La lecture des travaux préparatoires ayant mené à l’adoption de la loi 11470 sur l’instruction publique met en évidence que celle-ci a été conçue comme une loi-cadre et que, dans un souci de clarté et de lisibilité, les éléments relevant du domaine réglementaire, à l’instar des programmes scolaires, en ont été ôtés. Face à l’amendement présenté lors des débats visant à introduire dans la loi la question des trois heures de sport hebdomadaires, les députés se sont montrés acquis à cette idée, tout en se refusant d’alourdir la loi de ce type de détail, sous peine de devoir le faire également pour d’autres matières, cette tâche étant dévolue au Conseil d’État et au département compétent lors de l’établissement des grilles horaires.

Dans ce contexte, comme précédemment mentionné, l’argument financier ou tenant au manque d’infrastructures pour tarder à mettre en œuvre la troisième heure de sport ne saurait être avancé, comme ont semblé le faire certains députés, puisque de telles considérations ne peuvent entrer en ligne de compte, conformément à la volonté clairement affirmée du législateur fédéral et de la jurisprudence du Tribunal fédéral. Ce dernier a également admis le caractère justiciable des dispositions fédérales pertinentes, indépendamment de toute concrétisation par le législateur cantonal.

d. Il résulte des considérants qui précèdent que l’art. 49 de la loi 11470 sur l’instruction publique n’est pas contraire au droit supérieur, de sorte que le recours sera rejeté dans la mesure de sa recevabilité.
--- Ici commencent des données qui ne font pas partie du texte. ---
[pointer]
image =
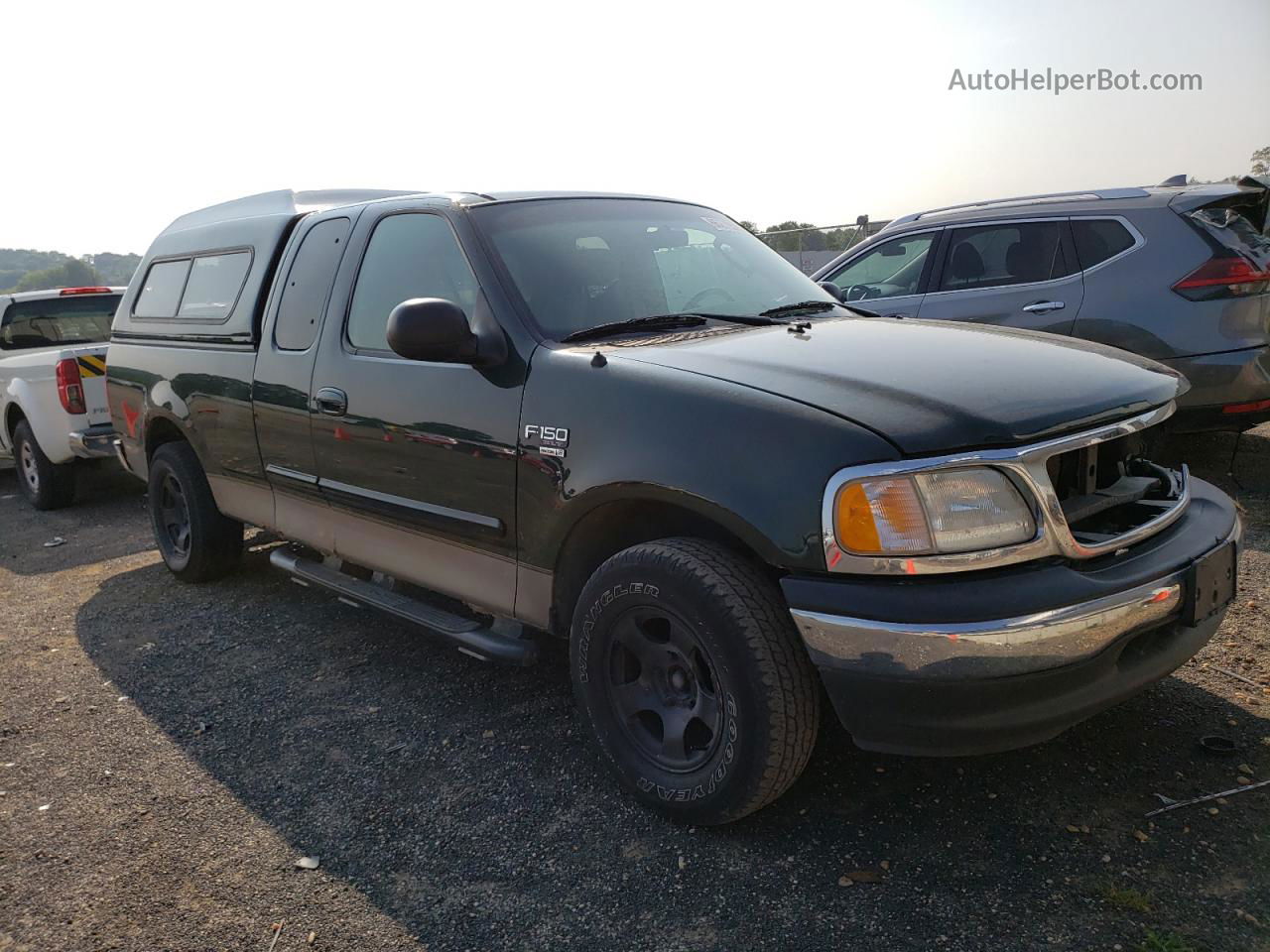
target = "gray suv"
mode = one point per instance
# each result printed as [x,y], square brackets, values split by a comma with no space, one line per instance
[1178,273]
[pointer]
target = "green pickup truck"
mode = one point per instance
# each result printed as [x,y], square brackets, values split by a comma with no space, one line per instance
[627,422]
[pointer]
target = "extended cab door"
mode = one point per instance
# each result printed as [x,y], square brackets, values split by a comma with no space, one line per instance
[417,460]
[284,372]
[890,276]
[1011,273]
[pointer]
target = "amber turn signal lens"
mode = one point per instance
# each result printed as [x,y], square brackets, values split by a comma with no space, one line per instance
[881,517]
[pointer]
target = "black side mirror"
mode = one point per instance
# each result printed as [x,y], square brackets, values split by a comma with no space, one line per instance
[838,294]
[432,329]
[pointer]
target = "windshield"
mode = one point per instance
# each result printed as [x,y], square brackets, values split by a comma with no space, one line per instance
[58,320]
[579,263]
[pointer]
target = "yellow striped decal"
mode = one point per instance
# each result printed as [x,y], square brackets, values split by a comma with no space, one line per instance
[91,366]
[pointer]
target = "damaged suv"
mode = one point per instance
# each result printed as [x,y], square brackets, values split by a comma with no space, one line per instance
[629,422]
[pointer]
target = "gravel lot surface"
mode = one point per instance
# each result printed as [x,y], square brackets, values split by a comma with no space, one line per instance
[169,752]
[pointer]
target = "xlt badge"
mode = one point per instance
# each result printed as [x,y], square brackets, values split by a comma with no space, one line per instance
[553,439]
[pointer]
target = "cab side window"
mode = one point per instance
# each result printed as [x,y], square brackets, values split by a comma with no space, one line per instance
[308,289]
[998,255]
[892,270]
[409,255]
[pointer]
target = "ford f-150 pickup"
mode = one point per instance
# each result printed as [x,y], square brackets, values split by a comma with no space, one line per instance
[629,422]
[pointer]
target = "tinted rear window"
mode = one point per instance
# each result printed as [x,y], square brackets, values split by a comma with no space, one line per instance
[203,289]
[162,291]
[58,321]
[1236,225]
[998,255]
[1098,239]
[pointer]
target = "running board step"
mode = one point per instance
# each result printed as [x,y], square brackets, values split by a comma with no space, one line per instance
[485,643]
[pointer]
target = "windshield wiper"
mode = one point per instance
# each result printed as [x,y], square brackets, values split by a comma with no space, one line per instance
[651,322]
[799,306]
[685,318]
[818,306]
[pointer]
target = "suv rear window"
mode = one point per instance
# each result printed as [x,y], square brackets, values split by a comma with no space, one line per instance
[1234,225]
[58,320]
[1098,239]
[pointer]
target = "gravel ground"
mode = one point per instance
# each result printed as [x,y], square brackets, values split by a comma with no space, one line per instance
[168,752]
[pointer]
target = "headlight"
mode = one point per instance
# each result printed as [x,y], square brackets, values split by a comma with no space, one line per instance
[949,511]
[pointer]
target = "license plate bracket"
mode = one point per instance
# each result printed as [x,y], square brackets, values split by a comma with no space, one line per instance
[1210,584]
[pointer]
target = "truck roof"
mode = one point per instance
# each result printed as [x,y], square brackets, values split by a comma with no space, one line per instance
[286,203]
[60,293]
[252,230]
14. Les recourants, qui succombent, seront astreints, conjointement et solidairement, au paiement d’un émolument de CHF 1'500.- (art. 87 al. 1 LPA). Vu l’issue du litige, aucune indemnité de procédure ne leur sera allouée (art. 87 al. 2 LPA).

 

* * * * *

 

 

PAR CES MOTIFS
LA CHAMBRE CONSTITUTIONNELLE

rejette, dans la mesure où il est recevable, le recours interjeté le 14 décembre 2015 par l’A______, Madame C______ et Messieurs B______ et D______ contre l’art. 49 de la loi 11470 sur l’instruction publique du 17 septembre 2015 ;

met un émolument de CHF 1'500.- à la charge des recourants, pris conjointement et solidairement ;

dit qu’il n’est pas alloué d’indemnité de procédure ;

dit que conformément aux art. 82 ss LTF, le présent arrêt peut être porté dans les trente jours qui suivent sa notification par-devant le Tribunal fédéral, par la voie du recours en matière de droit public ; le mémoire doit indiquer les conclusions, motifs et moyens de preuve et porter la signature du recourant ou de son mandataire ; il doit être adressé au Tribunal fédéral, 1000 Lausanne 14, par voie postale ou par voie électronique aux conditions de l’art. 42 LTF. Le présent arrêt et les pièces en possession du recourant invoquées comme moyens de preuve, doivent être joints à l’envoi ;

communique le présent arrêt à Me Romain Jordan, avocat des recourants, au Grand Conseil et, pour information, au Conseil d’État.

Siégeants : M. Verniory, président, Mmes Baldé et Cramer, MM. Dumartheray et Martin, juges.

Au nom de la chambre constitutionnelle :

la greffière-juriste :

 

 

C. Gutzwiller

 

le président siégeant :

 

 

J.-M. Verniory

 

 

 

 

 

 

Copie conforme de cet arrêt a été communiquée aux parties.